Eduardo Kac is an artist who has a deep understanding of the crossover of “art and gene”, both in practice and at a theoretical level. In 1997, he proposed the term “bio art”, attempting to define a completely new form of art; later in 1998, he introduced the term “transgenic art”. In the following three years, at a rate of one new work per year, he made “The Creation Trilogy”, among which the most famous one is the “GFP Bunny” of 2000.
In 2000, with the support from French scientists, the rabbit “Alba” was born. She was modified with GFP, a green fluorescent protein, therefore she would glow green when exposed to certain waves of light. GFP is a protein composed of 238 amino acids, it was first extracted from jellyfish. The artist wished to bring Alba back to his home in Chicago and live with her, but out of other concerns, the institution where Alba was born did not grant this request. Therefore, the artist started a series of public interventions and tried to gain public attention in Paris in order to gain custody of Alba. The artist made a series of seven posters, each was printed with a different word—art, media, science, ethics, religion, nature, and family— and refers to an element that was involved in this matter.

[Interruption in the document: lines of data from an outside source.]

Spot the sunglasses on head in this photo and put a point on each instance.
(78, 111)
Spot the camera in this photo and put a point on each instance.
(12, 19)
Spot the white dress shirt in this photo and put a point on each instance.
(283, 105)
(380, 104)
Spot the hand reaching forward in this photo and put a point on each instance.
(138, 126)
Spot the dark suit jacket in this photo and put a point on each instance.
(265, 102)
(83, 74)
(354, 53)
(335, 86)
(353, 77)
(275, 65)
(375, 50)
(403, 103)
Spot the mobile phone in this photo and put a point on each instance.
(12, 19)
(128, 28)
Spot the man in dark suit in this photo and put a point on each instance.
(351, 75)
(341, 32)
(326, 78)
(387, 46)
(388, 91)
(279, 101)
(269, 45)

This story then generated widespread media coverage and set off a series of debates around whether Alba as a genetically engineered animal can be considered as art, whether its existence is legal, whether the relationship between man and God needs to be rewritten in the new century, the ethics of genetic engineering, and whether genetically edited animals could fight for their rights. The artist also set up a website where Internet users from all over the world could leave their points of view on this subject anonymously, which now seems like an archive of opinions on problems of biology/art/ethics around the year 2000. This work was realized with the support of scientists, which made it also a major event in the science community.
In 2008, three scientists — Osamu Shimomura from Japan, Martin Chalfie, and Roger Yonchien Tsien from the United States, shared the Nobel Prize in Chemistry for the discovery and development of the green fluorescent protein. During the winning speech, the scientists shared the image of Alba as an example of GFP technology. Here a wonderfully closed loop has been achieved, as Alba was created out of that technology, and eventually returned to its technological context as the most famous visual sign representing it. In this loop, the relationship between science and art completed a cycle of mutually dissolving, understanding, and constructing each other, forming a complex accumulation, and reflected an intertwining process among humanity, technology, and society, and the story of Alba continues to be written.